London Briefing: More big-game drama for Murray with pursuit by angry institutional investors
Gulf Keystone chairman Simon Murray has failed to appease institutions
Swiss commodity giant Glencore’s chairman Simon Murray. Photograph: Fabrice Coffrini/AFP/Getty Images
The man who was pursued by a leopard and lived to tell the tale is once again at the centre of a City row, this time over pay and corporate governance standards at the oil exploration group Gulf Keystone.
Best described as colourful, septuagenarian Simon Murray first came to the City’s attention a couple of years ago, when he was appointed chairman of the controversial commodities trading group Glencore.
A former French foreign legionnaire, polar explorer and all-round adventurer, Murray captivated Glencore followers with his now infamous comment in response to reports he had been shortlisted to head the commodities group: “This is very exciting, but you are talking to someone who has been chased by a leopard.”
Admiration swiftly turned to embarrassment, however, as Murray aired his views on women in the workplace.
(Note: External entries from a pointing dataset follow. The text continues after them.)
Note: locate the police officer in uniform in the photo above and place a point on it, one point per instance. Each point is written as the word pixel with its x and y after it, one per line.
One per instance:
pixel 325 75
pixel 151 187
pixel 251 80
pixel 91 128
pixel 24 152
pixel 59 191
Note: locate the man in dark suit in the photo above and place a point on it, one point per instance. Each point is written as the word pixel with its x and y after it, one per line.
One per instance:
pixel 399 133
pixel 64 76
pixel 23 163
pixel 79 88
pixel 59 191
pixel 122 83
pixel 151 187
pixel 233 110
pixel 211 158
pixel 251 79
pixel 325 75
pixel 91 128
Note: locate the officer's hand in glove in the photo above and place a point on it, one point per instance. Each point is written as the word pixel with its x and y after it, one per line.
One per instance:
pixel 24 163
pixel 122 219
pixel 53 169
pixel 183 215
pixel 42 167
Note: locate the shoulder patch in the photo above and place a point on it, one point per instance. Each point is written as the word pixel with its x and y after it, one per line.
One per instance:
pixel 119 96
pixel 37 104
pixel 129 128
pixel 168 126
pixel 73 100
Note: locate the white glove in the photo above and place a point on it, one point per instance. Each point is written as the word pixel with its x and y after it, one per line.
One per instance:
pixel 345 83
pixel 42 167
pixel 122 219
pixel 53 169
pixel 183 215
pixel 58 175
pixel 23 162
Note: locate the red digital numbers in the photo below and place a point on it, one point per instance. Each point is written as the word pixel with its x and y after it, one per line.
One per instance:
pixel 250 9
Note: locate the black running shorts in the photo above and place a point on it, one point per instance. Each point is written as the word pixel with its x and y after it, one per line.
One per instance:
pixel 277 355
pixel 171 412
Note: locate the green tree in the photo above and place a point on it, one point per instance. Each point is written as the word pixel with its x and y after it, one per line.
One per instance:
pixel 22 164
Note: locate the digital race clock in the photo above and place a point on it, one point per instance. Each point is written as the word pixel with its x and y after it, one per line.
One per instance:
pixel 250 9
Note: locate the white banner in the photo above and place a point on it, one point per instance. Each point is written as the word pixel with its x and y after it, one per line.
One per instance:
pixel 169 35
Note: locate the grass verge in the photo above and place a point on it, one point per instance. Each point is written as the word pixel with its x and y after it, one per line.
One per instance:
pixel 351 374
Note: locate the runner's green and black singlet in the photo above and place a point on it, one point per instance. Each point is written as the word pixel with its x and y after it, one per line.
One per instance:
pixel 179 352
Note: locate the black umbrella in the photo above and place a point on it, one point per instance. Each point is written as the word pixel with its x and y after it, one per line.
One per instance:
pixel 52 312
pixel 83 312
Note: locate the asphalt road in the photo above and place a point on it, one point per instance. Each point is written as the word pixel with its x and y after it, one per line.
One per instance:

He said he was reluctant to hire women because “pregnant ladies take nine months off”. Although he thought they were “quite as intelligent as men” he felt women lacked ambition in business because “they like bringing up their children and all sorts of other things”.
His comments caused considerable offence in the Square Mile and beyond. Business secretary Vince Cable waded into the row, which threatened to overshadow the long-awaited Glencore float. Murray went into purdah for the duration of the IPO process and survived the episode, although he departed after failing to get the top job when Glencore merged with Xstrata.
Angry mob of shareholders
Now the 73-year-old finds himself being chased by a mob of angry institutional shareholders in Gulf Keystone, the London-listed, Kurdistan- focused oil explorer which installed Murray as chairman just a few weeks ago.
Murray’s appointment was designed to appease shareholders, particularly the powerful M&G, who were unhappy that the company’s Texan chief executive Todd Kozel held the dual positions of chairman and chief executive, which flies in the face of corporate governance guidelines.
But splitting the two top roles has failed to assuage investors, who are also unhappy at the level of pay in the boardroom. For example, Kozel was rewarded with a pay and bonus package of more than £10 million last year, despite the company racking up losses of more than £50 million. This makes him one of the country’s highest-paid executives, even through Gulf, which trades on the junior AIM market, is a relative minnow.
The company, which is sitting on a huge oil find in the Kurdistan region of Iraq, is planning a move to the main market, however, a transfer that will put its governance shortcomings under an even more unforgiving spotlight. Leading the protests against the board is the mighty M&G along with City heavyweight Capital Group, which together hold around 10 per cent of Gulf’s shares.
Unusually for City institutions, they have gone public with their disapproval of the way Gulf is being run and plan to bring matters to a head at its annual meeting at the end of the month. M&G is insisting that independent directors are brought in and has proposed four of its own candidates, including one former board member. The institution insists it does not want to interfere with the company’s operations, but merely wants to ensure that shareholder interests are represented.
Gulf is urging shareholders to vote against the M&G proposals, saying it is searching for its own non-executive directors and that Murray plans to call in remuneration experts to overhaul boardroom pay. Murray is also due to take over as head of Gulf’s remuneration committee.
‘Needs adult supervision’
Capital hasn’t said much but what it has said so far is scathing – that Kozel “needs adult supervision”. The company “needs to be run for the shareholders, not the management”, said Capital’s Mark Denning.
The spat at Gulf comes in the wake of high-profile problems at a number of other commodity and exploration companies with London listings, such as the scandal-hit Eurasian Natural Resources Company, which is being investigated by the Serious Fraud Office, and Bumi, which is the subject of a tangled power struggle.
Companies with overseas interests and a limited shareholder base have been attracted to the London market because its listing requirements are less stringent than others’, but the recent scandals have prompted calls for the regulations to be tightened.
For Gulf, the showdown will come at its annual meeting at the end of this month. As befits a company with questionable governance standards, it’s holding the meeting in Bermuda, making it tricky to attend for the army of small shareholders who bought in when it was a penny stock. The institutions will not be so easily deterred.